The architecture, originally designed to unlock value via separate IPOs, has been partly
reversed, with the group ultimately keeping Cloud Intelligence as its AI strategy spearhead.
With revenue of RMB 996.3 billion for the fiscal year ended March 2024 and net cash exceeding RMB 400 billion, Alibaba retains substantial firepower despite slowing growth and a persistent valuation discount versus US peers.

Strategic levers: refocusing, AI and reconquest
Alibaba's positioning is being reshaped by a transformed competitive landscape. In domestic e-commerce, Taobao and Tmall face fierce competition from PDD Holdings (Pinduoduo) in discount retail and ByteDance (Douyin) in video commerce. Market share losses—from over 65% five years ago to around 40% today—have forced the group to reinvest heavily in user experience, pricing, and merchant support, compressing core segment margins.
Internationally, AliExpress and its new Choice offering are gaining traction in Europe and the Middle East, while Lazada is showing operational recovery in Southeast Asia, reaching positive EBITDA in 2024. Cainiao, whose IPO was cancelled, has become a strategic asset for cross-border logistics.
But it is cloud and AI that now anchor the investment narrative. Alibaba Cloud, China's leader with about 36% IaaS market share per Canalys, is benefiting from explosive demand tied to generative AI. The open-source Qwen model family is emerging as a global reference, fueling renewed commercial momentum and double-digit cloud growth.
Recent news: investment turning point and renewed confidence
In February 2025, Alibaba announced a historic investment plan of over RMB 380 billion (USD 52 billion) over three years in cloud and AI infrastructure—exceeding the past decade's total spend. The announcement triggered a spectacular rally, supported by the symbolic meeting between Jack Ma and Xi Jinping, viewed as the formal end of the regulatory disgrace weighing on the group since 2020.
The partnership with Apple to integrate AI features into iPhones sold in China is a major industrial validation. Alibaba has also accelerated buybacks, executing over USD 12 billion in 2024, supporting EPS.
On the macro front, US-China tariff tensions revived by the Trump administration represent a dual risk: on AliExpress cross-border flows (end of de minimis exemption in the US) and on New York-listed ADRs, whose status remains under threat.
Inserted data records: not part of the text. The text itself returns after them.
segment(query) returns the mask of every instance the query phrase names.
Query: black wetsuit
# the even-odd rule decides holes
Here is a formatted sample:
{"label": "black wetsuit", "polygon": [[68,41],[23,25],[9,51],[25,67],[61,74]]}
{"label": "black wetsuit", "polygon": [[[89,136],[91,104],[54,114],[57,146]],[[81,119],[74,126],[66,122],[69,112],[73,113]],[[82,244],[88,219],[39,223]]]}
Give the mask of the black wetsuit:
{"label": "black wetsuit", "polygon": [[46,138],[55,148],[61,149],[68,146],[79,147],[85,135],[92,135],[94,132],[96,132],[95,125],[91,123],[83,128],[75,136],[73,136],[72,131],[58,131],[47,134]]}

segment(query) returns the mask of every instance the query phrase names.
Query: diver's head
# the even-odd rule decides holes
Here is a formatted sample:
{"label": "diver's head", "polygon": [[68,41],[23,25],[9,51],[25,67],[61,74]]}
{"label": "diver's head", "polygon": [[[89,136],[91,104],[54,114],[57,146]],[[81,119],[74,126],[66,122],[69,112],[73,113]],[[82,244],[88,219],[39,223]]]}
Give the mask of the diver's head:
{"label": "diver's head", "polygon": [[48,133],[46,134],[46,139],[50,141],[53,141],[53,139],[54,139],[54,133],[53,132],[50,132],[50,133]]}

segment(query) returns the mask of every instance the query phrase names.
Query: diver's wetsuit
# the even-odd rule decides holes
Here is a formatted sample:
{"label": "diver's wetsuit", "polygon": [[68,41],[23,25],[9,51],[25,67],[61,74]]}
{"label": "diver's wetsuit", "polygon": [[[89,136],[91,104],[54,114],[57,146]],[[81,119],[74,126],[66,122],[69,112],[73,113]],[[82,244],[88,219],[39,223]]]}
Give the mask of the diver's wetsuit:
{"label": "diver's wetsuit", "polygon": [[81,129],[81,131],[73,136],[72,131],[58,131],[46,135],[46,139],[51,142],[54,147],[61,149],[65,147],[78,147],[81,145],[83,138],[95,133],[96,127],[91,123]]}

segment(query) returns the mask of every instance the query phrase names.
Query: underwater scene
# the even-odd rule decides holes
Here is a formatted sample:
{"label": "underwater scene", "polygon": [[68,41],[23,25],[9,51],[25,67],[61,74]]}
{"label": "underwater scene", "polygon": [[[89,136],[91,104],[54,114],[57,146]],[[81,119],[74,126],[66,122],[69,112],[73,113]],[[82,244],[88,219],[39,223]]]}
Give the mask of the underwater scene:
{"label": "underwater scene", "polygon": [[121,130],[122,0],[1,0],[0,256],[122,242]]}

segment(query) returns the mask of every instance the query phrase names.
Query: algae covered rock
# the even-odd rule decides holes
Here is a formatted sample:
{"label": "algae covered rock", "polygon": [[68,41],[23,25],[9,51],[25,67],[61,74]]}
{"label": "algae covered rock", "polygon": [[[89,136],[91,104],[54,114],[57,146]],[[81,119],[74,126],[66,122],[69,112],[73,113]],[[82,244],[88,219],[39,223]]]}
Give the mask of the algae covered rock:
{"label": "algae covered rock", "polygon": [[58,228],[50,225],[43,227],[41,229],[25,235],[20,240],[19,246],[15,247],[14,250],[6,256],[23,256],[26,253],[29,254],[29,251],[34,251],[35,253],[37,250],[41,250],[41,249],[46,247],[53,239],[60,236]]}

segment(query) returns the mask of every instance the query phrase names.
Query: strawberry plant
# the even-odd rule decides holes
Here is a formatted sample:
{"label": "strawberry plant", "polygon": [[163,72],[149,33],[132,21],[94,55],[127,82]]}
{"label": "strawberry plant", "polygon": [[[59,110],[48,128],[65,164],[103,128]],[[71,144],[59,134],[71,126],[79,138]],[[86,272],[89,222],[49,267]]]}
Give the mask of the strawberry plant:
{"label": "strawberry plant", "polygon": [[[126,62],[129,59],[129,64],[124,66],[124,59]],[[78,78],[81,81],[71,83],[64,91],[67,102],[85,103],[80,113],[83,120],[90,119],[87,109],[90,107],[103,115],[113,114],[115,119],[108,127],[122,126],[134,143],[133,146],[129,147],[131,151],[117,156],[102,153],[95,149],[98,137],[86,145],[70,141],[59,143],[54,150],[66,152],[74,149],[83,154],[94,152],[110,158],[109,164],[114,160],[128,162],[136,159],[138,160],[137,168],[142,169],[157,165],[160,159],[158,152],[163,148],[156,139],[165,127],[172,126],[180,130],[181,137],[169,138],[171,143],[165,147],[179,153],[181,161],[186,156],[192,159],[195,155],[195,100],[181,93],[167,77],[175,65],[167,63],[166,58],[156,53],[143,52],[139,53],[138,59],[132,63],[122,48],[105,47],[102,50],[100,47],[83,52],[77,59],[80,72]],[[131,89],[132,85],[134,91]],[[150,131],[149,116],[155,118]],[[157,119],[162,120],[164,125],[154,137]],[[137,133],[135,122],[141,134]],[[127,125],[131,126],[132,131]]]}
Specific points: valuation and investment thesis
With a forward P/E of around 12x and EV/EBITDA near 8x, Alibaba trades at a substantial discount to Amazon (35x) or Microsoft (30x), partly justified by the China geopolitical risk premium. AI optionality, now recognized by the market, supports a gradual re-rating. Sum-of-the-parts valuations alone place Cloud Intelligence at USD 100–150 billion, a growing share of total market cap (around USD 280 billion).
The main catalyst remains the inflection of domestic e-commerce margins, expected as Taobao monetization improves through take-rate and advertising. Conversely, downside risk stems from intensifying price wars with PDD and tightening US regulation.
Alibaba thus presents itself as a turnaround case with strong operating leverage, hinging on AI execution and the normalization of Beijing-Washington relations.